/Sentiment-Analysis-with-Scikit-Learn

We can predict the Sentiments of a user review using this machine learning model.

Primary LanguageJupyter Notebook

Sentiment Analysis on Airline Tweets

Problem Definition: Given tweets about six US airlines, the task is to predict whether a tweet contains positive, negative, or neutral sentiment about the airline.
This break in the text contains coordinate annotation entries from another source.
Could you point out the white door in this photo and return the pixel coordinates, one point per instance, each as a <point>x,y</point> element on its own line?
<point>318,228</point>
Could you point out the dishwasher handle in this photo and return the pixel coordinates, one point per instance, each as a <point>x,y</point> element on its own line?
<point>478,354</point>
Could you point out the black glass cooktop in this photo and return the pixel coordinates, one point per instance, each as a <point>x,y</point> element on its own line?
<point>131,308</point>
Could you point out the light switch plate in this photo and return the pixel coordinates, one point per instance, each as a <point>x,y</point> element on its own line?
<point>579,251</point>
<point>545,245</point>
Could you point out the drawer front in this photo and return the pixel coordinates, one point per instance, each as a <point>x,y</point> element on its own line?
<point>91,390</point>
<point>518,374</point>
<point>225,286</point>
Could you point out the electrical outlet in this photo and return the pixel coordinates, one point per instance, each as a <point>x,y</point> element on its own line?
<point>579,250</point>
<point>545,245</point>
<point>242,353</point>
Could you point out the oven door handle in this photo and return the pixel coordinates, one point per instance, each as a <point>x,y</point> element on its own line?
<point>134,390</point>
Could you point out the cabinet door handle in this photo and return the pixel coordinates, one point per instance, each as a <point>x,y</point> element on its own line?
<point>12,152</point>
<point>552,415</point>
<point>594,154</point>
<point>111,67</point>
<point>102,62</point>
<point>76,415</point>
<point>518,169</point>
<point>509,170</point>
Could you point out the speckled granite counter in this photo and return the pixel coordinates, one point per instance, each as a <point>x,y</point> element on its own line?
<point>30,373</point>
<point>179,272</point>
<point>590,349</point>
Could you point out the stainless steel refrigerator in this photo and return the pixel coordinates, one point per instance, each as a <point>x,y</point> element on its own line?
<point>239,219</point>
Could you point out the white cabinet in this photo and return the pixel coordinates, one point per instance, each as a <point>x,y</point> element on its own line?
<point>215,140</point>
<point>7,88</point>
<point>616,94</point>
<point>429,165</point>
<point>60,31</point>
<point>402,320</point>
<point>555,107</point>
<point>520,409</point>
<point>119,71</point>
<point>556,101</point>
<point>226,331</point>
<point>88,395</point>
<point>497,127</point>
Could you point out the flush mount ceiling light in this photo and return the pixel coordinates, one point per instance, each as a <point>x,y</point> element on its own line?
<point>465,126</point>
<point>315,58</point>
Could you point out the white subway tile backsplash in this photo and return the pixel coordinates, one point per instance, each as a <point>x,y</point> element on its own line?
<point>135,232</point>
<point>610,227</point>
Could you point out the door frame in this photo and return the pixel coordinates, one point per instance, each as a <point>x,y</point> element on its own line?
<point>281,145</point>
This is a supervised learning task, categorizing text strings into predefined sentiment categories.

Solution Overview: The project follows a standard machine learning pipeline, covering data exploration, text preprocessing, and model training.

Libraries Used:

  • NumPy
  • Pandas
  • Regular Expressions (re)
  • NLTK (Natural Language Toolkit)
  • Matplotlib
  • Scikit-Learn
  • Seaborn

Dataset: The dataset consists of tweets about US airlines, publicly available on GitHub or the folder with all the data is also uploaded.

Exploratory Data Analysis (EDA):

  • Analyzed the distribution of tweets among different airlines.
  • Explored the overall sentiment distribution across all tweets.
  • Examined sentiment distribution for each individual airline.

Data Cleaning and Preprocessing:

  • Removed special characters, single characters, and extra whitespaces.
  • Converted text to lowercase for consistency.
  • Represented text in numeric form using TF-IDF (Term Frequency-Inverse Document Frequency).

Machine Learning Model:

  • Utilized RandomForestClassifier from Scikit-Learn.
  • Trained the model on the processed data.

Evaluation:

  • Split the data into training and testing sets.
  • Utilized confusion matrix, classification report, and accuracy score for evaluation.
  • Achieved an accuracy of approximately 75.30%.

Conclusion: This sentiment analysis project successfully categorizes tweets about US airlines into positive, negative, or neutral sentiments. The accuracy achieved demonstrates the effectiveness of the RandomForestClassifier in handling such classification tasks. Consider exploring other machine learning algorithms to potentially improve accuracy. The project provides insights into public sentiment, essential for understanding customer opinions and feedback.